L1 Regularization
Mechanics
layers = tf.layers.Dense(
100, activation="elu",
kernel_initializer="he_normal",
kernel_regularizer=tf.keras.regularizers.l1())
Pros
- It will be more precise than its congener L1.
- Avoid only the overfitting in big dataset.
Cons
- Don’t avoid usually overfitting.
- It is slower than its L2 congener.
L2 Regularization
Mechanics
layers = tf.layers.Dense(
100, activation="elu",
kernel_initializer="he_normal",
kernel_regularizer=tf.keras.regularizers.l2(0.01))
Pros
- It is faster than its L2 congener.
- Avoid the overfitting.
Cons
- It will be less precise than its congener L1.
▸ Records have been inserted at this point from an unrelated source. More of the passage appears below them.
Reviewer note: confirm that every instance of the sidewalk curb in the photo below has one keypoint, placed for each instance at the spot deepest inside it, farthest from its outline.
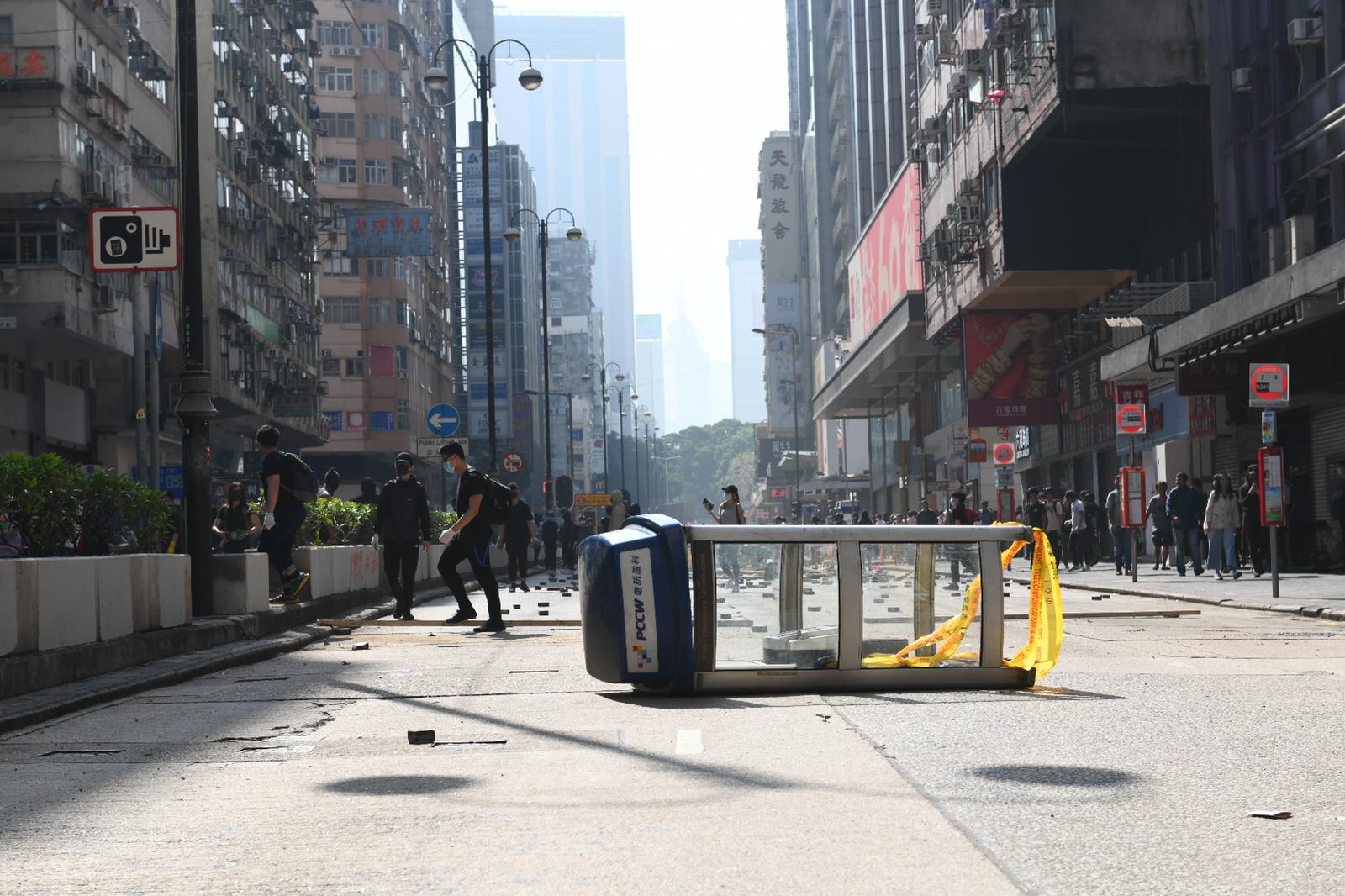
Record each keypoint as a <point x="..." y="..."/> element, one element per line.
<point x="1311" y="611"/>
<point x="42" y="705"/>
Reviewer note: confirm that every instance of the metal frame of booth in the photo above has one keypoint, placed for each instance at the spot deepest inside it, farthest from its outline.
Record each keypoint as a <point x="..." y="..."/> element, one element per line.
<point x="851" y="674"/>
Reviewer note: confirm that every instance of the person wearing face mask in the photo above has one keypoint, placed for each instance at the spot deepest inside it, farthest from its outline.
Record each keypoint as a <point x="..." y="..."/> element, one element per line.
<point x="401" y="515"/>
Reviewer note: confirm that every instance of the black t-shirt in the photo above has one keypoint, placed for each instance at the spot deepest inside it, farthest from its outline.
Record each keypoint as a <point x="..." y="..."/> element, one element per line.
<point x="273" y="465"/>
<point x="472" y="483"/>
<point x="515" y="529"/>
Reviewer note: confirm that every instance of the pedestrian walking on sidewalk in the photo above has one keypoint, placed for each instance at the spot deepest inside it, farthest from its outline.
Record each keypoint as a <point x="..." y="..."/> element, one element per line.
<point x="1163" y="524"/>
<point x="470" y="539"/>
<point x="520" y="535"/>
<point x="282" y="512"/>
<point x="1221" y="528"/>
<point x="1188" y="514"/>
<point x="401" y="528"/>
<point x="1120" y="537"/>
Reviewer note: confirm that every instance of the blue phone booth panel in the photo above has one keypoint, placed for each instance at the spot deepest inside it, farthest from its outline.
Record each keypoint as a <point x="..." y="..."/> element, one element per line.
<point x="636" y="604"/>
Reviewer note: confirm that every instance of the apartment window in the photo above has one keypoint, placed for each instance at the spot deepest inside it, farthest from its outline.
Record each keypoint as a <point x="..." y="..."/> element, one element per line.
<point x="376" y="125"/>
<point x="340" y="34"/>
<point x="336" y="78"/>
<point x="342" y="309"/>
<point x="343" y="171"/>
<point x="380" y="311"/>
<point x="374" y="80"/>
<point x="340" y="266"/>
<point x="338" y="124"/>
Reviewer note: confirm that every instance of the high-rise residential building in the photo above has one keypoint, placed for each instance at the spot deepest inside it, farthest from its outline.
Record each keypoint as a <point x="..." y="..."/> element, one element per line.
<point x="576" y="132"/>
<point x="388" y="264"/>
<point x="649" y="363"/>
<point x="576" y="333"/>
<point x="746" y="311"/>
<point x="91" y="87"/>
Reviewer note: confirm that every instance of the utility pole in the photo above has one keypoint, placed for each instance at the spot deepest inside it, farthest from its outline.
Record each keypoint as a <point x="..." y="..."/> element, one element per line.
<point x="194" y="407"/>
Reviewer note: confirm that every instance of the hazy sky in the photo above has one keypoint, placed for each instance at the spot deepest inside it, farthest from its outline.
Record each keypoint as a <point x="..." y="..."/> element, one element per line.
<point x="708" y="82"/>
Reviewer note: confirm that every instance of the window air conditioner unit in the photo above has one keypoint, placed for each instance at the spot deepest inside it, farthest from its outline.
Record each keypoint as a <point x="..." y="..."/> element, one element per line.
<point x="1305" y="31"/>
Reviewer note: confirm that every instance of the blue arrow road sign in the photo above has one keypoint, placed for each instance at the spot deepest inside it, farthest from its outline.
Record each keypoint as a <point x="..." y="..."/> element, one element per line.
<point x="443" y="420"/>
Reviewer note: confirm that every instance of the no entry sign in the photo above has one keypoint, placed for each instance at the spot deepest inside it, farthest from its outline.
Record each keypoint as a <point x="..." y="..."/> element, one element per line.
<point x="1130" y="420"/>
<point x="1268" y="385"/>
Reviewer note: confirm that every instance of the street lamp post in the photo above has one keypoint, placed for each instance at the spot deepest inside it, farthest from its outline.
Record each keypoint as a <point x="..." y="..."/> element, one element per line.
<point x="794" y="366"/>
<point x="437" y="80"/>
<point x="588" y="377"/>
<point x="573" y="235"/>
<point x="194" y="405"/>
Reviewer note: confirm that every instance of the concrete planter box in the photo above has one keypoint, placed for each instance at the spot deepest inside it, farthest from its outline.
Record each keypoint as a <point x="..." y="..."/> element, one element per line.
<point x="241" y="582"/>
<point x="62" y="602"/>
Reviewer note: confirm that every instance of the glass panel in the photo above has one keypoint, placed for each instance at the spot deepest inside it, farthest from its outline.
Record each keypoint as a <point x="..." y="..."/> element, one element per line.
<point x="777" y="606"/>
<point x="912" y="589"/>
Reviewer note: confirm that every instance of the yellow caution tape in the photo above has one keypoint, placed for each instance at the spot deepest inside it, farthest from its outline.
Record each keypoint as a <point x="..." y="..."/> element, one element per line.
<point x="1046" y="620"/>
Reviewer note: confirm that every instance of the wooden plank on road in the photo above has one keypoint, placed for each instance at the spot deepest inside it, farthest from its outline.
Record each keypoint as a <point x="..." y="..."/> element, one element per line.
<point x="423" y="623"/>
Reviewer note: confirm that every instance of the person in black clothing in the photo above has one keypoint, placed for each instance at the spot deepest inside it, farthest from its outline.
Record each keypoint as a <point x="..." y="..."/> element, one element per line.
<point x="403" y="514"/>
<point x="571" y="537"/>
<point x="551" y="539"/>
<point x="284" y="514"/>
<point x="470" y="539"/>
<point x="518" y="535"/>
<point x="367" y="493"/>
<point x="233" y="524"/>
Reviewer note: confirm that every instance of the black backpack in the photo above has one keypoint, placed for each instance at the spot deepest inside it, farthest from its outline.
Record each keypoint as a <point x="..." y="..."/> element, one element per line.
<point x="495" y="501"/>
<point x="303" y="481"/>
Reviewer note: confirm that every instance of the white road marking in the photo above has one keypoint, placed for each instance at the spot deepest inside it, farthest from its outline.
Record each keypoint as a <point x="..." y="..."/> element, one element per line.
<point x="689" y="741"/>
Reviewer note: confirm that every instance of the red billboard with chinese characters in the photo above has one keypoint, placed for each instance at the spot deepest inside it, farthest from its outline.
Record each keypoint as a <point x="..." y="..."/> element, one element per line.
<point x="1010" y="373"/>
<point x="885" y="266"/>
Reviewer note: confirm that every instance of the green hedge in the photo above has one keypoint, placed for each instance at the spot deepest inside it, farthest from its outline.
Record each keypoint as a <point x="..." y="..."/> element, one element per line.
<point x="331" y="521"/>
<point x="61" y="510"/>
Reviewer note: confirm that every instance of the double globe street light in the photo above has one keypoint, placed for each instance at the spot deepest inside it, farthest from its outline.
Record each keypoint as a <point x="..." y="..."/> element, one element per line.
<point x="514" y="235"/>
<point x="436" y="80"/>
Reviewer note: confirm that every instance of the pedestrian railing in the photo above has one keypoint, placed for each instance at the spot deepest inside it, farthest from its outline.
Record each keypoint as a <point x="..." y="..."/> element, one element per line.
<point x="739" y="609"/>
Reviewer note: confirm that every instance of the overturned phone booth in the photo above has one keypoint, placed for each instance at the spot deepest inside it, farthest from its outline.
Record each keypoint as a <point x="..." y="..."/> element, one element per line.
<point x="674" y="609"/>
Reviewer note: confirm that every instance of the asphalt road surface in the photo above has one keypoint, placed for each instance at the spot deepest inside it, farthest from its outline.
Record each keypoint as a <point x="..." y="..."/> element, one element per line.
<point x="1133" y="768"/>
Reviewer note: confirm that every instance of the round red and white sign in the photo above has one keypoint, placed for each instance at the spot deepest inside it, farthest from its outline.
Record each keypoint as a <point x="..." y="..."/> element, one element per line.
<point x="1130" y="420"/>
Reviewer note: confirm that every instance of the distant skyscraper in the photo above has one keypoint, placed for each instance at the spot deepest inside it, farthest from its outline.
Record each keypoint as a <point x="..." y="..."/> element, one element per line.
<point x="649" y="365"/>
<point x="575" y="131"/>
<point x="746" y="311"/>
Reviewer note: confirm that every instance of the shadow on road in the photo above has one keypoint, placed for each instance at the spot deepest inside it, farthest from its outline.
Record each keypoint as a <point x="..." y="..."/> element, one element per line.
<point x="396" y="784"/>
<point x="1058" y="775"/>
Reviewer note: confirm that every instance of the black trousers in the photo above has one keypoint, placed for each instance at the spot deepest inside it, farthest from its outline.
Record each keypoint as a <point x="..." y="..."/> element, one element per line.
<point x="517" y="560"/>
<point x="400" y="561"/>
<point x="477" y="555"/>
<point x="277" y="542"/>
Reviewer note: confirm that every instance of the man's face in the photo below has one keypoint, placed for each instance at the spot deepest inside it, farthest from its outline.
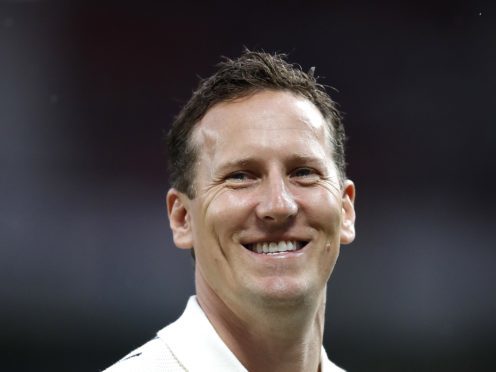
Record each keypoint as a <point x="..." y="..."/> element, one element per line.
<point x="269" y="212"/>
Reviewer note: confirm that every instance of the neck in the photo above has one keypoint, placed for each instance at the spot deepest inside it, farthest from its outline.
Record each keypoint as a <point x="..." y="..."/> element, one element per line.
<point x="268" y="336"/>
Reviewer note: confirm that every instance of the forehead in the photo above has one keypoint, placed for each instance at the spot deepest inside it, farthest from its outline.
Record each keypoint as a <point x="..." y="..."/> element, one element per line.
<point x="260" y="120"/>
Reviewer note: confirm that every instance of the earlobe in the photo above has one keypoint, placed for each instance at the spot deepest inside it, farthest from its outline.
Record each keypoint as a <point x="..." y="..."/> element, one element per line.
<point x="179" y="220"/>
<point x="348" y="213"/>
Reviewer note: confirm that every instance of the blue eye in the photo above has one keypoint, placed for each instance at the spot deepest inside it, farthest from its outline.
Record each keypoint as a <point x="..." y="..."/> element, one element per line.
<point x="304" y="172"/>
<point x="238" y="177"/>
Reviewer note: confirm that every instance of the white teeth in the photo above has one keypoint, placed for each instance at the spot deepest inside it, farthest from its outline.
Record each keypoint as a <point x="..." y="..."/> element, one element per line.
<point x="273" y="247"/>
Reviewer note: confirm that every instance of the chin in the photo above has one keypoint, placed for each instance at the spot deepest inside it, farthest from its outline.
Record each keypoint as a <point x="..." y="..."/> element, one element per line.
<point x="284" y="292"/>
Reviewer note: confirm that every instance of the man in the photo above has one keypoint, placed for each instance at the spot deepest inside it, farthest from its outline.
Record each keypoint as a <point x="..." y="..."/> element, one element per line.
<point x="259" y="193"/>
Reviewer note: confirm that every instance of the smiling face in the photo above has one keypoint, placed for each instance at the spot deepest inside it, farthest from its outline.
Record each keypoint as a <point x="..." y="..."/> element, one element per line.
<point x="269" y="213"/>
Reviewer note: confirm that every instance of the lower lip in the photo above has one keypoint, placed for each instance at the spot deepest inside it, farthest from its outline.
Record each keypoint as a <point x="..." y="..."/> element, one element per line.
<point x="279" y="255"/>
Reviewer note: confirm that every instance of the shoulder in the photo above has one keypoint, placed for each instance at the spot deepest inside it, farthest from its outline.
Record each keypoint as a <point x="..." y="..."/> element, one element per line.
<point x="153" y="356"/>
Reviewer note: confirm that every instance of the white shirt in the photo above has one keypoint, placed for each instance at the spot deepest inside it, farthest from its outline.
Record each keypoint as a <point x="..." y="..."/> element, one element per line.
<point x="190" y="344"/>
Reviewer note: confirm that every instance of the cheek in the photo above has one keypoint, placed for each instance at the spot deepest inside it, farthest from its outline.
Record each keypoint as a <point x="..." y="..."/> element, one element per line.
<point x="228" y="211"/>
<point x="322" y="208"/>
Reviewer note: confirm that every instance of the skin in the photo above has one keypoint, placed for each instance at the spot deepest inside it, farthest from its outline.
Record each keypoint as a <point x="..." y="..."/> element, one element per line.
<point x="265" y="173"/>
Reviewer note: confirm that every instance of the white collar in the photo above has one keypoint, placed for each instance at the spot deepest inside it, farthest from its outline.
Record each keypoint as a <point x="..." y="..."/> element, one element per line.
<point x="198" y="347"/>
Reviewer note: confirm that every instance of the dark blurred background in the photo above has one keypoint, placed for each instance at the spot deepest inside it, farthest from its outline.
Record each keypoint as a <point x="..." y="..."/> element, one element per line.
<point x="88" y="269"/>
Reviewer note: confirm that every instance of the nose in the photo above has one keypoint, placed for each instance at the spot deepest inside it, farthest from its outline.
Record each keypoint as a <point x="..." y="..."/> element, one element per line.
<point x="277" y="205"/>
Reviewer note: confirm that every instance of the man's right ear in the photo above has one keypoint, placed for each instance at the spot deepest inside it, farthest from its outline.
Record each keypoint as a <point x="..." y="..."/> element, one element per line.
<point x="179" y="218"/>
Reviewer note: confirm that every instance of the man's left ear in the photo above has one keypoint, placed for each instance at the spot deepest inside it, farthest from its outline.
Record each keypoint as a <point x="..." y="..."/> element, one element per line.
<point x="348" y="213"/>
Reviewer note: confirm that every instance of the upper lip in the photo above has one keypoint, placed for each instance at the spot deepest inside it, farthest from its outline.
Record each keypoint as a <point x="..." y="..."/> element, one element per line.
<point x="274" y="239"/>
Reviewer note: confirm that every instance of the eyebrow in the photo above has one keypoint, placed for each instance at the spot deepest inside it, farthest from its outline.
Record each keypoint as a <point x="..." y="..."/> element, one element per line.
<point x="254" y="161"/>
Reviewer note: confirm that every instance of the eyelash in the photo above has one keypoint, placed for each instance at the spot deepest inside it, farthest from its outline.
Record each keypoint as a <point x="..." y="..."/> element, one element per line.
<point x="242" y="176"/>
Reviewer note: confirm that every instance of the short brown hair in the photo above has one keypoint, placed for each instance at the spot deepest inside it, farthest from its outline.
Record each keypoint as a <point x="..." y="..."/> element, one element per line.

If you would like to use both of them, you could use
tf.keras.regularizers.l1_l2()
function.
Dropout
Mechanics
The principle of the dropout consists in being able to stop any neurons of any layer (except the output layer).
The extinction rate (p) is generally between 20 and 30 percent for recurrent neural networks. It can go up between 40 and 50 in convolutional neural networks.
Pros
- More robust to fluctuation.
Cons
- Overfitting can be seen when a large network is used with a small dataset.
- More neuron’s excitation (increase weights).
Data Augmentation
Mechanics
The principle of data augmentation is to artificially augment the dataset by generating many realistic variants of each training instance.
The data generated must be as close as possible to the realistic data while being different. A shift (to the right, down, etc.) for example.
tf.nn.local_response_normalization()
Pros
- Allow to train the model with less usable data
Cons
- Increase training time
Early Stopping
Mechanics
The early stopping principle for gradient descent consists in interrupting the search for the minimum when the validation error reaches a certain threshold.
In the above image, we could see the error decrease until the early stopping point before growing again. If we don’t apply early stopping principle, at this point, the model begins to overfit.
Pros
- Avoid the overfitting
Cons
- If the threshold is not well defined, this regularization will stop the learning phase too early. Otherwise, it may be useless.